The analysis also argues for repeated measurement. A single depression score can miss the trajectory, while a series of scores can show whether an older adult is stable, slowly changing, or entering a faster decline that deserves broader medical review.
Families may notice this before a clinic does. Withdrawal, loss of pleasure, sleep disruption, appetite change, or new hopelessness near the end of life should prompt care rather than resignation.
The study does not identify the biological or social driver of the terminal increase. Possible contributors include physical disability, inflammatory illness, bereavement, reduced sensory input, shrinking independence, and the burden of multiple medical conditions.
Medication data were also limited, so antidepressant treatment could not be fully modeled. Future studies that track treatment, pain, cognition, and functional decline together could separate mood changes that respond to care from mood changes that mainly mark advanced illness.
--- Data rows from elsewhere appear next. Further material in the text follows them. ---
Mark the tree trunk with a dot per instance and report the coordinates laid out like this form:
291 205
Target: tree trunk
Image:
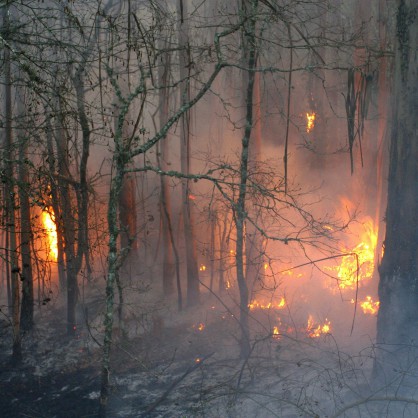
165 200
190 242
10 196
397 332
240 208
26 313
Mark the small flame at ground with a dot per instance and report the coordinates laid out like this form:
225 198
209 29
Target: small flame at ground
255 304
370 307
200 326
51 233
315 331
276 333
310 121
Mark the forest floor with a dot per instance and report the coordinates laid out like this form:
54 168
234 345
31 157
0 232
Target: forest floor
184 365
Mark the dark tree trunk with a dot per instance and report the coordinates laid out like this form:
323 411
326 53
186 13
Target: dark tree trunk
190 242
10 197
397 323
26 313
240 207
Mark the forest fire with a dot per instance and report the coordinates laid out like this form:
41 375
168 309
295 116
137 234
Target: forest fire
50 230
310 121
359 263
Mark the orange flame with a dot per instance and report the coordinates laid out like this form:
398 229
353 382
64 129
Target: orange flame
48 221
310 121
360 263
370 307
276 333
315 331
255 304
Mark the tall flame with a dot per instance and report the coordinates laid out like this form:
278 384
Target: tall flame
51 233
310 121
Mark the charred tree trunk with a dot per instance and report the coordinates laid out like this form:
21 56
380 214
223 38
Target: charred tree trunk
127 214
397 332
190 242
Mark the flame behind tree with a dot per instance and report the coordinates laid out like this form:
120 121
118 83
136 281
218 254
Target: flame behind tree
359 264
310 121
50 229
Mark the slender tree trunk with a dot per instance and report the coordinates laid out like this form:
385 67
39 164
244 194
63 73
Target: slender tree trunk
397 333
240 209
253 238
26 314
165 199
113 271
190 242
10 196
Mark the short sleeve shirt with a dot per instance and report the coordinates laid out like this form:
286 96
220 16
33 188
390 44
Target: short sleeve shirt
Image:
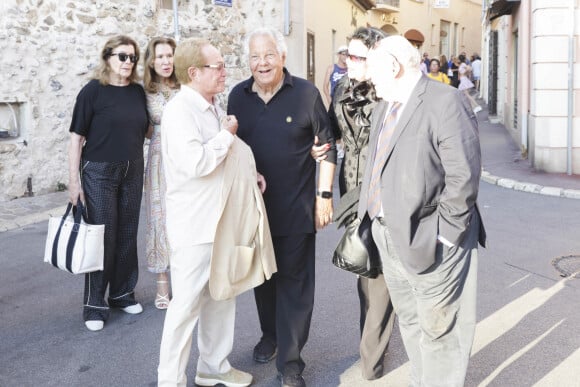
113 120
281 133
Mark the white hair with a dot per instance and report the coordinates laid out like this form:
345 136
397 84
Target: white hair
405 53
281 46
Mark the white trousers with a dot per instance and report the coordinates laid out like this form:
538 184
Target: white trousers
191 302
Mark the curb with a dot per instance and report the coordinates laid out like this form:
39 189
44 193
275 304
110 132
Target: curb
25 220
529 187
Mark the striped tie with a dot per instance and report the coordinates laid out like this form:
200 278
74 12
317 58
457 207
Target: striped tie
385 134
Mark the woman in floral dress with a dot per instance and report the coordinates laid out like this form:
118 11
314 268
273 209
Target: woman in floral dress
160 85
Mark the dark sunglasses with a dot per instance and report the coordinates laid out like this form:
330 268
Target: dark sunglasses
356 58
123 57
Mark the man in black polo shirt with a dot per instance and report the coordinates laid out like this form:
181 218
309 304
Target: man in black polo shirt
279 115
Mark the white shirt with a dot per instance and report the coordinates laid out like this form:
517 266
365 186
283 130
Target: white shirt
405 89
193 149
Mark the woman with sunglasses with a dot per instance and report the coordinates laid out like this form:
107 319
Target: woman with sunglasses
350 119
160 85
107 132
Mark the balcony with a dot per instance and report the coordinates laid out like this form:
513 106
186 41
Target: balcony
388 6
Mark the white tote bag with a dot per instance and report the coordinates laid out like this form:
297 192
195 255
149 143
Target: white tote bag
72 244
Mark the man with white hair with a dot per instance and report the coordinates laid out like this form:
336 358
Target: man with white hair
279 116
420 189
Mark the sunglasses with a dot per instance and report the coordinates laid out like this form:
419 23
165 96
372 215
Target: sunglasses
123 57
217 66
356 58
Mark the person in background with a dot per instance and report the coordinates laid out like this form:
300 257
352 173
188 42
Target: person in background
467 61
453 70
476 70
444 65
334 73
350 115
107 133
196 140
279 115
160 85
435 74
465 84
426 62
420 189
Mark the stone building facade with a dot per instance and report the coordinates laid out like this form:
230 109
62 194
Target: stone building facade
50 48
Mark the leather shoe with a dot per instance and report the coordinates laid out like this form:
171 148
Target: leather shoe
265 350
292 380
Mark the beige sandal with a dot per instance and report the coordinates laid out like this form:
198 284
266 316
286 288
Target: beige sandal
162 301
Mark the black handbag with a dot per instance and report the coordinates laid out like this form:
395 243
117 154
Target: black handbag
356 251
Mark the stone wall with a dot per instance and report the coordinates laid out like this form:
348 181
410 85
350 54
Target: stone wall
50 47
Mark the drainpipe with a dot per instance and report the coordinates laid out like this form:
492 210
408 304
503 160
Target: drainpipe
175 21
286 17
570 88
525 37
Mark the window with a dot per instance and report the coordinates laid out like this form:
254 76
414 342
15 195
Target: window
9 120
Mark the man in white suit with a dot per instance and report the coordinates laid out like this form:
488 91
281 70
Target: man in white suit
195 143
420 190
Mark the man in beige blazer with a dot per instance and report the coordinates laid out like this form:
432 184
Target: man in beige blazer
420 189
195 142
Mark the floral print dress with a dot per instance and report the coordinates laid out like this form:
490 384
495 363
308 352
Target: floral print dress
157 247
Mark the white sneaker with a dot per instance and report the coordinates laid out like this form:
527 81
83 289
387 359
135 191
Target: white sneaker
133 309
232 378
94 325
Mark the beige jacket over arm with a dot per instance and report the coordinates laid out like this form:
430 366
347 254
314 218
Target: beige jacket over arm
243 254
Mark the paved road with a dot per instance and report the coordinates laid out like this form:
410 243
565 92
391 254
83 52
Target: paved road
527 333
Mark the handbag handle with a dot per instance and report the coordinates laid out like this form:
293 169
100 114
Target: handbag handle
78 215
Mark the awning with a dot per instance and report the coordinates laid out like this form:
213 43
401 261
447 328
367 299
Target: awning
414 36
366 4
501 7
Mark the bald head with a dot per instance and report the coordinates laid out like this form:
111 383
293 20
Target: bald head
390 64
399 47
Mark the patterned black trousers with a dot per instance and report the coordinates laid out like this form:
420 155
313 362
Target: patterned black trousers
113 193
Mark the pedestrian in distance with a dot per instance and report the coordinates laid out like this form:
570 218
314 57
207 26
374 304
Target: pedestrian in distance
420 189
279 115
204 163
107 133
465 84
476 70
350 114
335 72
160 85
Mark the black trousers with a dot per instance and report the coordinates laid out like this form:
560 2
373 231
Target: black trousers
377 319
113 193
285 302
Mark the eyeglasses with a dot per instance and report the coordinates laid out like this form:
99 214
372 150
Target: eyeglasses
356 58
217 66
267 58
123 57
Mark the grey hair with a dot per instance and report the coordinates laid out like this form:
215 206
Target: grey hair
405 53
281 46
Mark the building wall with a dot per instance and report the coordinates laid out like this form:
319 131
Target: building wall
551 24
543 28
344 16
50 48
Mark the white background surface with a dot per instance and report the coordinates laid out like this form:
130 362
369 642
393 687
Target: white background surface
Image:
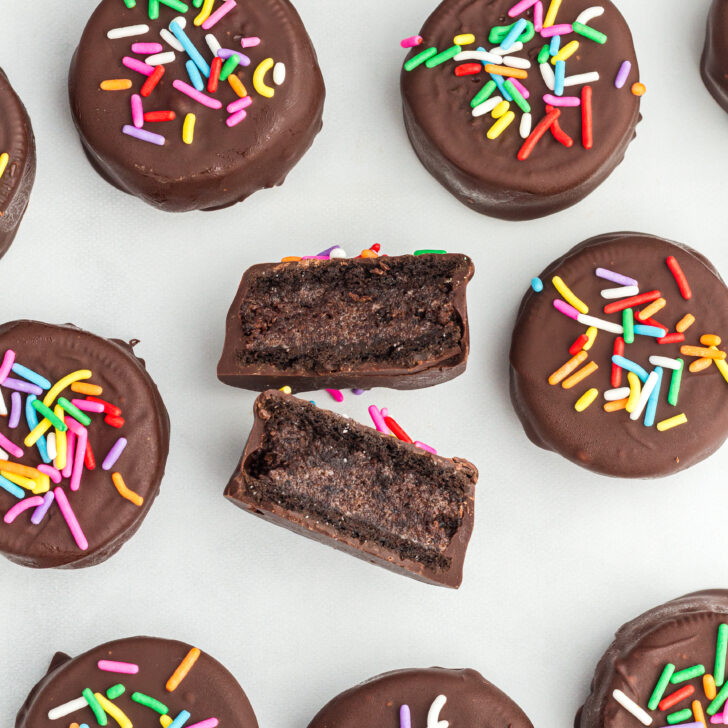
559 557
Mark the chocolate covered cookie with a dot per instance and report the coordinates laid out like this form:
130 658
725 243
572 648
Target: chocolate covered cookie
84 437
422 698
521 109
665 667
195 105
137 681
17 162
617 358
389 502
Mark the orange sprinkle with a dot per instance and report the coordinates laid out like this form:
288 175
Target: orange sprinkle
115 84
124 492
685 323
566 369
581 375
181 672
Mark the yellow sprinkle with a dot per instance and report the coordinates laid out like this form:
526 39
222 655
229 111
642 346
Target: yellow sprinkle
566 52
671 422
550 18
188 129
635 387
115 84
258 78
114 711
586 399
568 295
463 39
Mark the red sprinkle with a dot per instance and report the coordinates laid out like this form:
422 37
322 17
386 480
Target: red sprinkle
632 301
152 81
680 279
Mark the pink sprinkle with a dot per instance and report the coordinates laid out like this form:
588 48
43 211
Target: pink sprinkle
137 111
137 65
125 668
21 506
223 10
193 93
411 42
71 520
562 100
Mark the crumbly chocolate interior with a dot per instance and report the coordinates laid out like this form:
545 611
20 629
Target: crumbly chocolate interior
365 486
335 315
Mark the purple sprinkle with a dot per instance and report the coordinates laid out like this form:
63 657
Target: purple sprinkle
21 386
16 408
145 136
41 510
622 74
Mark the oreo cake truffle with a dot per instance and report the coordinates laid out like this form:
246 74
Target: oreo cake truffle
143 681
84 437
616 358
387 500
195 105
328 322
667 666
714 64
17 162
422 698
521 108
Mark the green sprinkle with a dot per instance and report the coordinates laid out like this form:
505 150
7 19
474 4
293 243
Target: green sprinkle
50 415
680 716
673 394
590 33
94 704
628 324
661 686
720 649
484 93
523 105
446 55
74 411
115 691
419 59
149 702
687 674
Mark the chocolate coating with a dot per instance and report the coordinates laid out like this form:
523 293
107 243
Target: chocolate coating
16 138
223 165
611 443
208 690
471 701
346 323
107 519
682 631
486 175
714 63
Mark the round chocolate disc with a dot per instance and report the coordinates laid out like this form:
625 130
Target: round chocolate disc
615 437
223 154
450 137
63 506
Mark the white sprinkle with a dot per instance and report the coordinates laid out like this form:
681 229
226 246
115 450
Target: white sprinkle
487 106
612 395
621 292
525 129
279 73
591 77
67 708
547 73
586 16
478 56
664 361
127 31
159 59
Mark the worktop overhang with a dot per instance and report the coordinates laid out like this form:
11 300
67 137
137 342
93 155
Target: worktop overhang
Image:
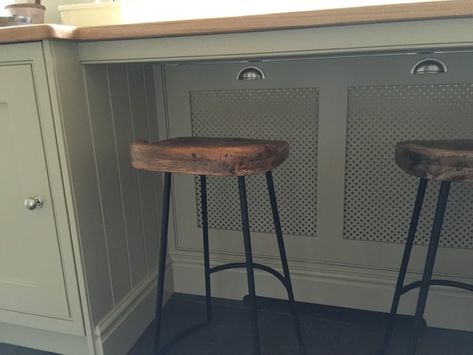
444 9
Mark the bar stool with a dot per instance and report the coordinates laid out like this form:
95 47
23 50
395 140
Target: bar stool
220 157
446 161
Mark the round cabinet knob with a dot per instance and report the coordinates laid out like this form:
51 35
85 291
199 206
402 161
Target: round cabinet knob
33 203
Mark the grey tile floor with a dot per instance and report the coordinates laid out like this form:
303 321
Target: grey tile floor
326 331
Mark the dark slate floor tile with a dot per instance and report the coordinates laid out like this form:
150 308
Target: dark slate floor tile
326 331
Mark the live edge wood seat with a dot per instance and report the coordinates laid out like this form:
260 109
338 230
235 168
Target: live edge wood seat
448 161
209 156
443 160
224 157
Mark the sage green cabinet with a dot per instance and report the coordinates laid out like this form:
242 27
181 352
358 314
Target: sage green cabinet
38 281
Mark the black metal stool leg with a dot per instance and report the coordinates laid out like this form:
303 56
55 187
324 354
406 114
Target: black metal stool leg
205 237
405 258
249 264
285 266
429 264
162 255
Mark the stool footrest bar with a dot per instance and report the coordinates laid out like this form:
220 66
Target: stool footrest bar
448 283
268 269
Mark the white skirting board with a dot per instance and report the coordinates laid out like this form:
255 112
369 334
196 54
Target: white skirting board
116 333
330 285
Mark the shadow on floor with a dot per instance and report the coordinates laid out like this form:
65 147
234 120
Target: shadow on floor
326 330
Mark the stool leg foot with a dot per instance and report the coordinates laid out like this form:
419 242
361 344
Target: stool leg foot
249 264
429 264
162 255
205 237
405 259
285 266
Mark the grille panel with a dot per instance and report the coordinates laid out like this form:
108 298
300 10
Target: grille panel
379 197
287 114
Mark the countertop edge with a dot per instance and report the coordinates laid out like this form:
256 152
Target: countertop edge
449 9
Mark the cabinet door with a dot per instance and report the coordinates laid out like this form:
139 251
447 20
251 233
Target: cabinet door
31 274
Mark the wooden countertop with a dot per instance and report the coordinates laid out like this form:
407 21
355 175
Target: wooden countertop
444 9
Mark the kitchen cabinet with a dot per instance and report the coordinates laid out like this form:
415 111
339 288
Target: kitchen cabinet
77 271
38 278
344 204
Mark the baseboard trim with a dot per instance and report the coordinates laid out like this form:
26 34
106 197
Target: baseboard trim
121 328
335 285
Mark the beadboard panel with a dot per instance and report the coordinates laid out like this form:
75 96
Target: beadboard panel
122 107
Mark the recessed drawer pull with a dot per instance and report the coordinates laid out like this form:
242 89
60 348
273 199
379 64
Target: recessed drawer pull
429 66
251 73
33 203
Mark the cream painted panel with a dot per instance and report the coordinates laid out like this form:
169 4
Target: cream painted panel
31 273
395 36
121 104
108 177
141 129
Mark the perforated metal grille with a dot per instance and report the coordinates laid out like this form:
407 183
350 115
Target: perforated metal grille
286 114
379 197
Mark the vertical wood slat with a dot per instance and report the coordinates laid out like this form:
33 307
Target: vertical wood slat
151 241
141 130
122 107
107 172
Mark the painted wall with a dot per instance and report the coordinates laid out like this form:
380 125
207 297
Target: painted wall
52 13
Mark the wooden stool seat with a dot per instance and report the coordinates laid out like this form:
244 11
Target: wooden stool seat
444 160
209 156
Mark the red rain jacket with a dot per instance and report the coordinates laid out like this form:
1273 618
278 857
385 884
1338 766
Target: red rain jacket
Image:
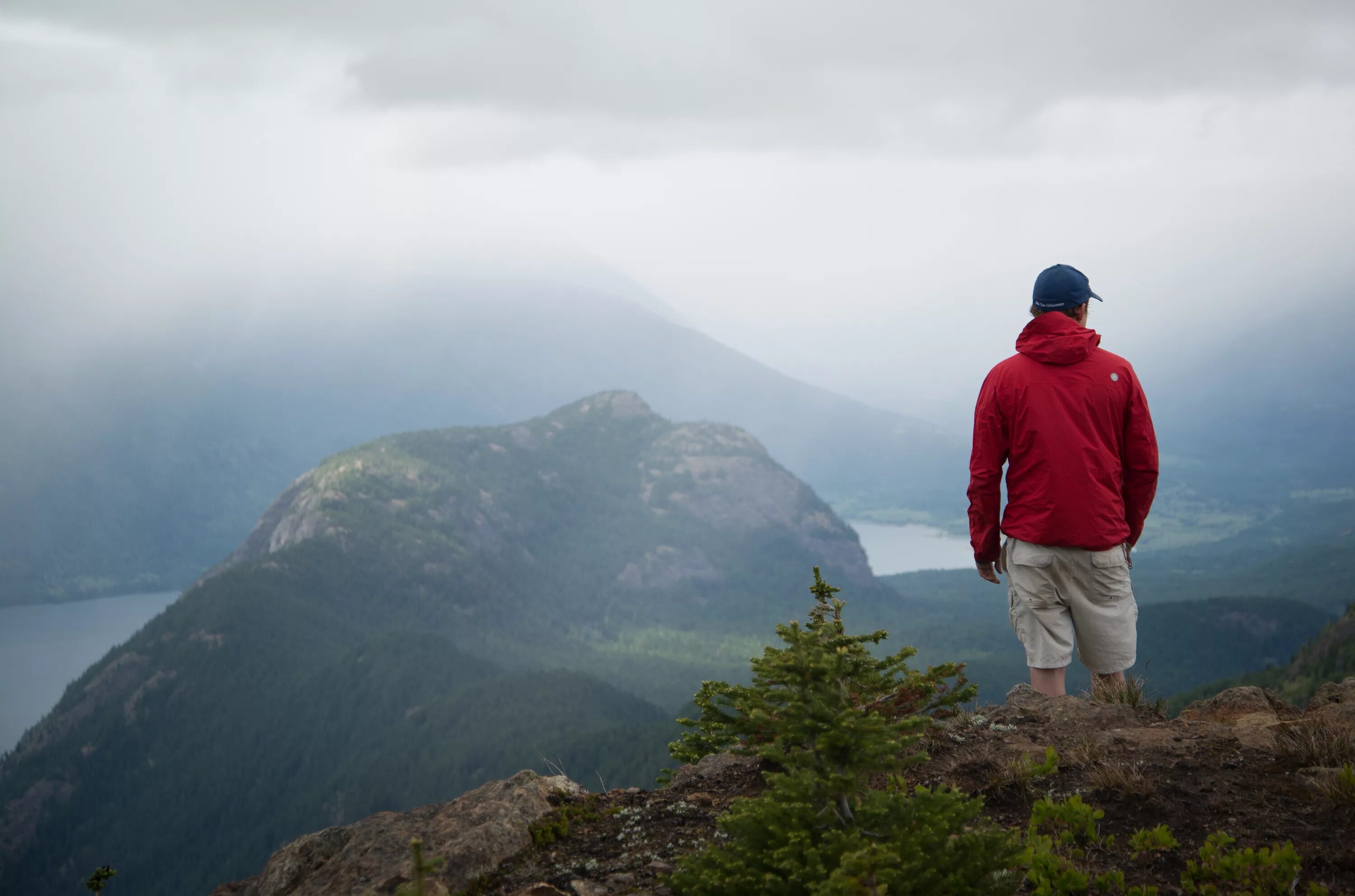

Citation: DOI: 10.1177/09567976251351022; Petkus et al; Terminal Increases in Depressive Symptoms in a Multinational Twin Consortium; Psychological Science; 2025;36(8):637-655.
Study Design: Longitudinal cohort analysis with joint models, random changepoint models, and co-twin control analyses.
Sample Size: 2,411 participants from multinational twin studies; 98 twin pairs in the co-twin control analysis.
Key Statistic: Depressive symptoms accelerated approximately 4 years before death.
Caveat: Primarily European-ancestry cohorts and limited medication tracking constrain generalizability and mechanism inference.